A graphic artist who designs menus and invitations? A jeweler? A hair stylist? A makeup artist?
Waggoner said the person who makes menus and invitations might be in the same position as Phillips, but not the others because what they do is “not speech.”
“Some people might say that about cakes, you know?” Kagan replied.
More generally, Justice Stephen Breyer in an exchange with Francisco said his concern is the court would have “no way of confining” a decision in favor of Phillips.
Kennedy’s comments in the first half of the 75-minute argument seemed firmly in line with the concerns for human dignity that Kennedy expressed in his opinion in the 2015 gay marriage case and other gay-rights decisions he has written over more than 20 years.
Kennedy expressed his doubts when Francisco tried to describe a narrow range of situations in which Phillips and similarly situated business owners might have a right to refuse service.
“The problem for you is so many examples do involve speech. It basically means there is an ability to boycott,” Kennedy said.
When Frederick Yarger, the Colorado solicitor general and the American Civil Liberties Union’s David Cole stood up to defend the commission’s ruling against Phillips, the conservative justices pounced.
Because same-sex marriage was not yet legal in Colorado in 2012, Justice Samuel Alito noted Craig and Mullins could not have obtained a marriage license where they lived or gotten a local official to marry them.
Yet Phillips supposedly “committed a grave wrong” when he refused to make them a cake, Alito said. That struck him as unfair, he said.

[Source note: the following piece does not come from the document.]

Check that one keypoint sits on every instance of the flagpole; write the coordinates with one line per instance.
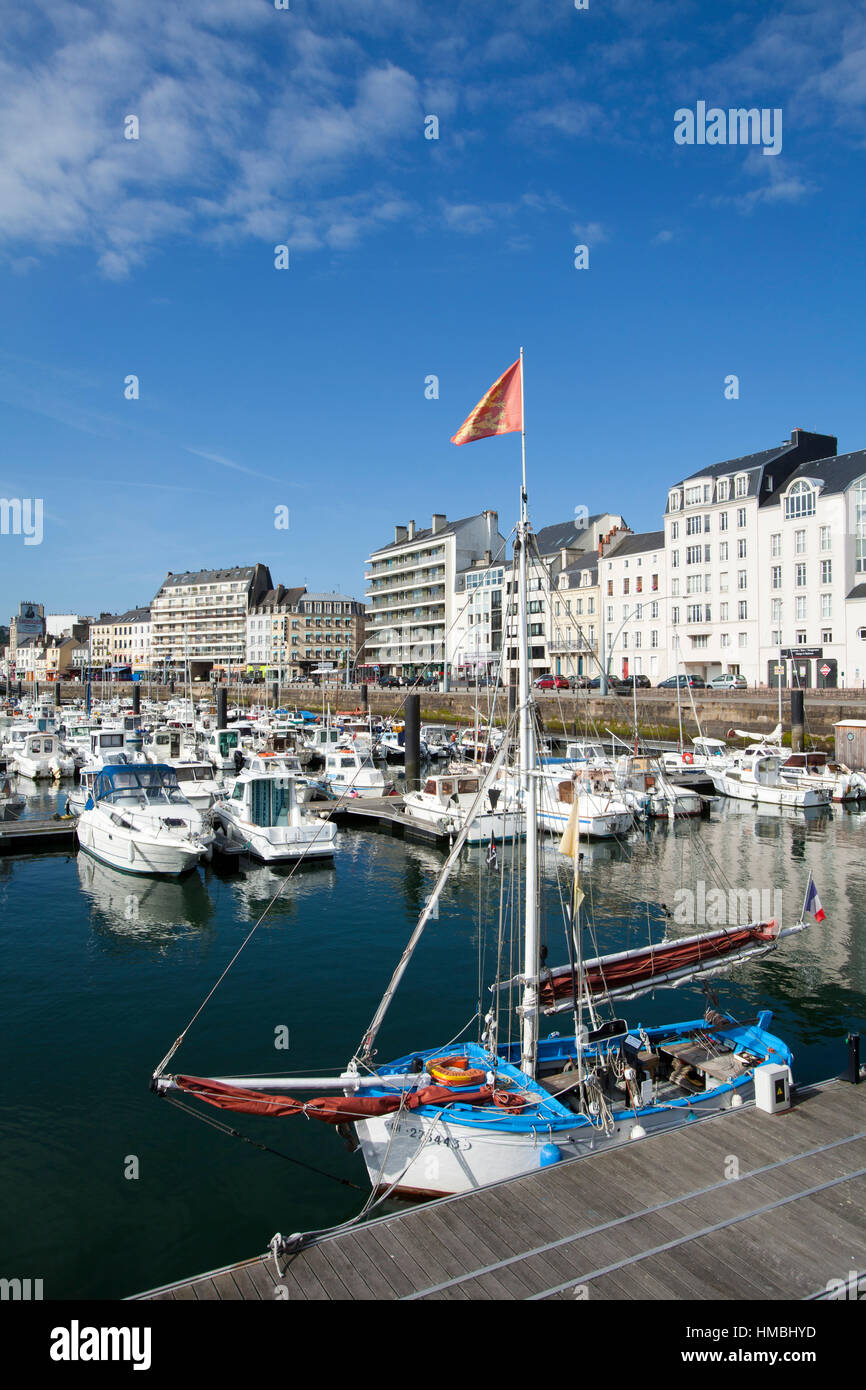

Chief Justice John Roberts pressed Cole and Yarger on whether a Catholic legal services agency that provides help for free would have to take up a case involving a same-sex couple despite the religious opposition to same-sex marriage.

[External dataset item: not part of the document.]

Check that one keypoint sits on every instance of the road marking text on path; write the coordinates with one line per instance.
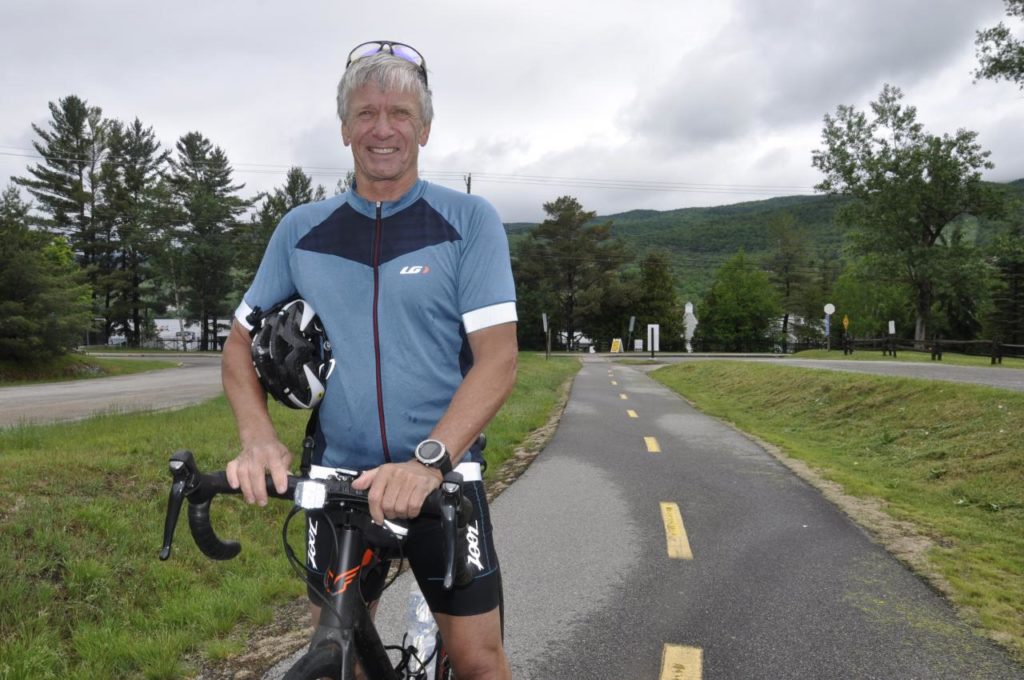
(675, 534)
(679, 663)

Yes, Cole said, “if they’ve provided the same services to couples who are straight.”
Colorado native Neil Gorsuch, taking part in the most important gay rights case since he joined the Supreme Court in April, asked Cole whether a baker who made a cake shaped like a red cross to celebrate relief efforts also would have to make the same cake for the Ku Klux Klan.

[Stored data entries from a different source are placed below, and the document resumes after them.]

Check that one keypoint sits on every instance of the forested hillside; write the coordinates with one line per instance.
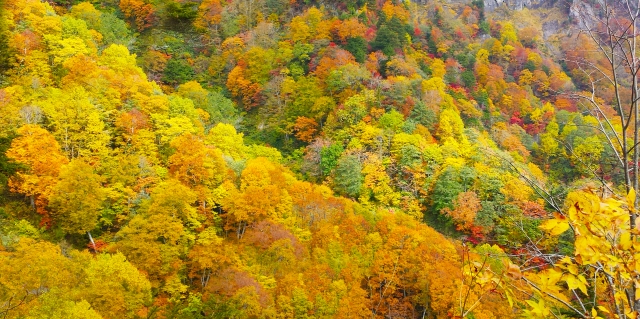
(318, 159)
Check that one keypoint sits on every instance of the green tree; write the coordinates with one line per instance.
(347, 176)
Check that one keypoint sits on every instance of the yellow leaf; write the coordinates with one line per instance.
(555, 226)
(574, 283)
(548, 225)
(560, 228)
(625, 241)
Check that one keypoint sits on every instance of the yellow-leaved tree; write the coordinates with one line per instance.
(599, 279)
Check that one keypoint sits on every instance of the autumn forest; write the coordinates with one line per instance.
(176, 159)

Cole said no because Colorado’s anti-discrimination law refers to race, sex and sexual orientation, but does not protect KKK members.
Kennedy’s questions in this portion of the argument seemed to reflect his strong First Amendment views in favor of free speech and religion that he has developed in nearly 30 years on the court.
Kennedy described comments made by one of the seven Colorado commissioners in the case as hostile to religion.
“Did the commission ever disavow or disapprove” of those remarks, he asked. Not before today, Yarger said, disavowing them.
The exchange raised another possibility: That the court could return the case to the commission for reconsideration because its first decision was tainted by religious bias.
Colorado is among only 21 states with statewide laws barring discrimination against gays and lesbians in public accommodations.
The case, Masterpiece Cakeshop v. Colorado Civil Rights Commission, 16-111, will be decided by late June.